One of the key aims of Google.org is to focus on women and children. Annie says it’s extraordinary how few charities focus on only women and children and the pandemic has disproportionately affected both of those groups, both in terms of financial stability (female-dominated industries like hospitality or care-giving), the huge disruption to child care with lockdowns and the increased amount of care-giving.
But there’s also a real impact on school-aged females as well, with an estimated 20 million girls at risk of not returning to school because they’ve been helping at home or bringing in needed income. “There’s an awful lot of work that needs to be done to make sure we claw back some of the losses that the pandemic has taken on the gender equality movement,” Annie says.
The invisible loads of caregiving or extra responsibilities have affected all workers – not just working parents, Annie says, but the very real problem of having kids out of school for long periods of time has meant a huge juggling act that does normally affect mothers most of all. Good companies brought in policies around these issues, but Annie says it’s also up to leaders to actually take those policies as well. As the pandemic gathered speed, Google brought in extended carers leave, which meant that if you had caregiving responsibilities, you could down tools when you needed to. “It was very hard for me to wrap my head around; at the time, I was running a 60-person team and it was the biggest job of my life,” Annie says. “It was like ‘I can’t possibly take time,’ but I also knew I couldn’t NOT take it.
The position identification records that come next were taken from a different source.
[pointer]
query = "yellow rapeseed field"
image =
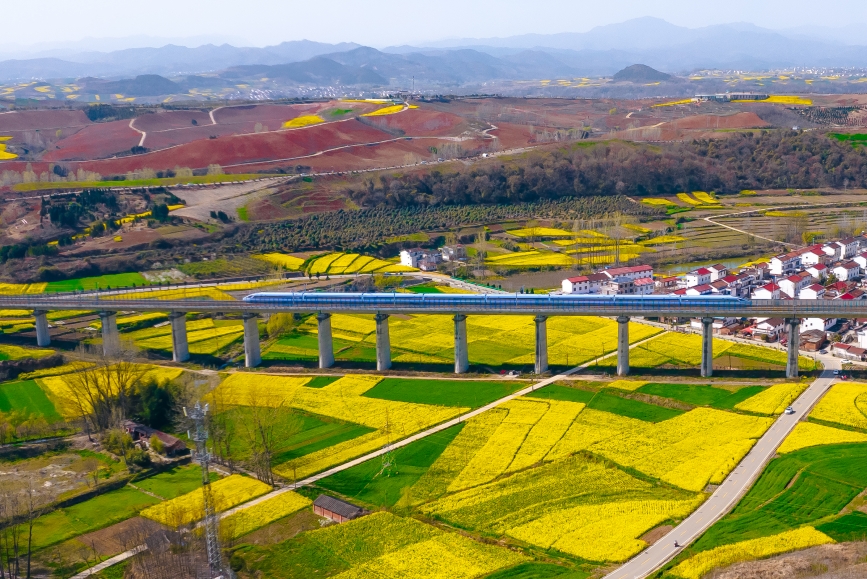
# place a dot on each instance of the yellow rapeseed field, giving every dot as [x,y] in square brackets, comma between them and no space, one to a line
[704,197]
[289,262]
[604,532]
[383,545]
[497,454]
[530,259]
[436,479]
[689,451]
[773,400]
[266,512]
[189,508]
[687,199]
[662,239]
[210,293]
[541,232]
[696,566]
[812,434]
[59,388]
[342,400]
[446,556]
[303,121]
[12,289]
[846,403]
[657,201]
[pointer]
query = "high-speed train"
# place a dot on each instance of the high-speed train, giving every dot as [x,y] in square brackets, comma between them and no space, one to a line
[315,300]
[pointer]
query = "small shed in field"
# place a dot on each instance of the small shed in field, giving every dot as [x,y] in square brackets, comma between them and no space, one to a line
[336,510]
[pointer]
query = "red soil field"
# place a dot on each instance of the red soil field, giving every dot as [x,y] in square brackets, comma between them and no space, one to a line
[272,115]
[245,148]
[422,123]
[31,120]
[157,140]
[735,121]
[95,141]
[512,136]
[171,120]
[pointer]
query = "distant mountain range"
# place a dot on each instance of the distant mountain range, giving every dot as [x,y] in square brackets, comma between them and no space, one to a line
[599,52]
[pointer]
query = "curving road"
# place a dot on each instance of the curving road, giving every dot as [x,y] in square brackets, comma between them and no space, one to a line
[733,488]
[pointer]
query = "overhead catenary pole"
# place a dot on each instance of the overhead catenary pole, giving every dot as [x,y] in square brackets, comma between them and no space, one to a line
[211,523]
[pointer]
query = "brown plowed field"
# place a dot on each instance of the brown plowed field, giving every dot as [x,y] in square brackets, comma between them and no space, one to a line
[31,120]
[95,141]
[422,123]
[244,148]
[171,120]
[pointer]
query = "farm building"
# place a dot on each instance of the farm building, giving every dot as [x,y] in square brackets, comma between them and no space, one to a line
[336,510]
[142,434]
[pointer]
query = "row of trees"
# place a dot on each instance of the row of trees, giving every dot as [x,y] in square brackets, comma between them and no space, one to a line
[369,228]
[743,161]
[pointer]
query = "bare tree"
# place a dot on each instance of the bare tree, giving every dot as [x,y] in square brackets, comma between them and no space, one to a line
[102,394]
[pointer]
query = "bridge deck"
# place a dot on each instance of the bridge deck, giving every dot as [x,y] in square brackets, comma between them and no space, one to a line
[515,304]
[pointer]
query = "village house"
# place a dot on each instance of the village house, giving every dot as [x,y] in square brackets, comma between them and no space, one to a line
[717,271]
[453,252]
[818,271]
[585,284]
[420,258]
[847,271]
[142,434]
[770,327]
[700,276]
[785,264]
[813,292]
[770,291]
[336,510]
[813,256]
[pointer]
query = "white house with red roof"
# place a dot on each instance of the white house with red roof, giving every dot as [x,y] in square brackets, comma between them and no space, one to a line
[700,276]
[699,290]
[629,273]
[812,292]
[770,291]
[847,271]
[786,263]
[718,271]
[585,284]
[818,271]
[861,259]
[644,286]
[793,284]
[813,255]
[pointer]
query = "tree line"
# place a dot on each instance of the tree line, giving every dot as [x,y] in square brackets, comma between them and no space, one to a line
[764,160]
[373,227]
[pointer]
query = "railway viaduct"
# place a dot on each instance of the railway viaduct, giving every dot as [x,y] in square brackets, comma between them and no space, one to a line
[541,307]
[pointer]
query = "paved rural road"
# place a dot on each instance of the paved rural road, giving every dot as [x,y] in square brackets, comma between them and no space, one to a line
[733,488]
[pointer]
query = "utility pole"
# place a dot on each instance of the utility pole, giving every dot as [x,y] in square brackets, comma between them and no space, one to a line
[212,542]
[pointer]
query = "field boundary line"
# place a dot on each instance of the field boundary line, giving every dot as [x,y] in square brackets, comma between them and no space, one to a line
[142,133]
[699,521]
[364,458]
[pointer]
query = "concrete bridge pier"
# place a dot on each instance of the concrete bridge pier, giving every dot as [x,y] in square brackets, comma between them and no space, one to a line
[794,339]
[326,344]
[252,349]
[110,337]
[43,338]
[462,355]
[383,343]
[541,344]
[706,347]
[622,345]
[180,347]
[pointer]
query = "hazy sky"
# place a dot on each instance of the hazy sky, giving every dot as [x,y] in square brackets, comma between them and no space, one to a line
[264,22]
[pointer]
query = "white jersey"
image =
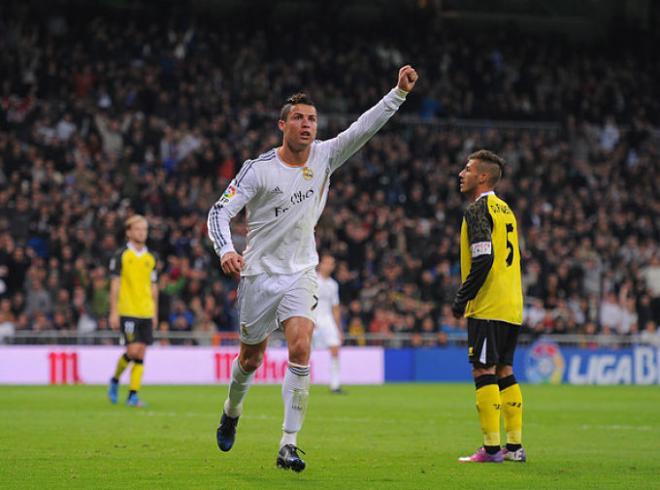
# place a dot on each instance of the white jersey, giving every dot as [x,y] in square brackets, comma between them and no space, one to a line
[284,203]
[328,297]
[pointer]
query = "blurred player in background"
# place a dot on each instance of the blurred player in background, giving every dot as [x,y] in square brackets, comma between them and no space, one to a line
[491,299]
[285,190]
[327,334]
[133,305]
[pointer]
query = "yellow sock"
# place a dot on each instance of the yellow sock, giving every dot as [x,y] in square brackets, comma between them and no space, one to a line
[122,364]
[488,406]
[512,409]
[136,375]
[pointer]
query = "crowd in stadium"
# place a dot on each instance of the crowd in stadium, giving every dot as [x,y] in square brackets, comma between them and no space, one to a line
[103,118]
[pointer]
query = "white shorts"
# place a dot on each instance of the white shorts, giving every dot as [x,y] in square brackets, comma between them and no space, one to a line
[265,301]
[326,334]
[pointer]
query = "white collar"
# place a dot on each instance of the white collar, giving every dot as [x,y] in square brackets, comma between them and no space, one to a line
[135,250]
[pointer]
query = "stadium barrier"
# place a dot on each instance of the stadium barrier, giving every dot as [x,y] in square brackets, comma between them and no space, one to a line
[65,364]
[545,361]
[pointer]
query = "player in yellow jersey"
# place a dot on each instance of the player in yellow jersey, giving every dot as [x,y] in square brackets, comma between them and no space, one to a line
[133,305]
[491,299]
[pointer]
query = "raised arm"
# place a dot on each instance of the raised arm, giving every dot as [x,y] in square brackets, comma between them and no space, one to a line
[239,192]
[352,139]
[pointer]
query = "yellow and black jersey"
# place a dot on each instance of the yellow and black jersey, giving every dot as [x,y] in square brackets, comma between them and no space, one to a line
[490,262]
[136,271]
So at the height of the pandemic, I went from sitting around a table, trying to work out Google’s policies were going to be, to then stepping away.”
“Looking back, it’s the most powerful thing I could have done, because I was showing everyone else on the team who also had caregiving responsibilities that this was not a normal time! This is not a time that we’re just supposed to white knuckle our way through.”
Dealing with imposter syndrome
“Imposter syndrome” is such a buzzword in business but it’s also a double-edged sword in that a) nobody ever asks men about having imposter syndrome and b) it can subtly imply that as a woman in business, you should experience it just for being a women in business. Annie laughs wryly and says that it’s definitely something she’s experienced in each of her high profile jobs at Google.
“My general approach at shaping my career has been when interesting doors open, I walk through them… but then sometimes I do find myself on the other side of those door, being like ‘What room am I now? I didn’t quite expect this!’”
“I think that there is a great shame that we don’t realise how little of an imposter we were until we leave,” Annie says. “This idea of finally getting over the idea of ‘what leaders should look like’ is probably the most fundamental thing that all of us need to get over, no matter what stage of our career we’re at.”
“Still to this day, or at least until very recently, if someone had said to me ‘close your eyes and picture what the leader of this team would look like,’ why is it that we never picture ourselves? There is so much unlearning in that and the more telling people, in the moment, that they’re inhabiting that role beautifully, I think would be a really positive step.”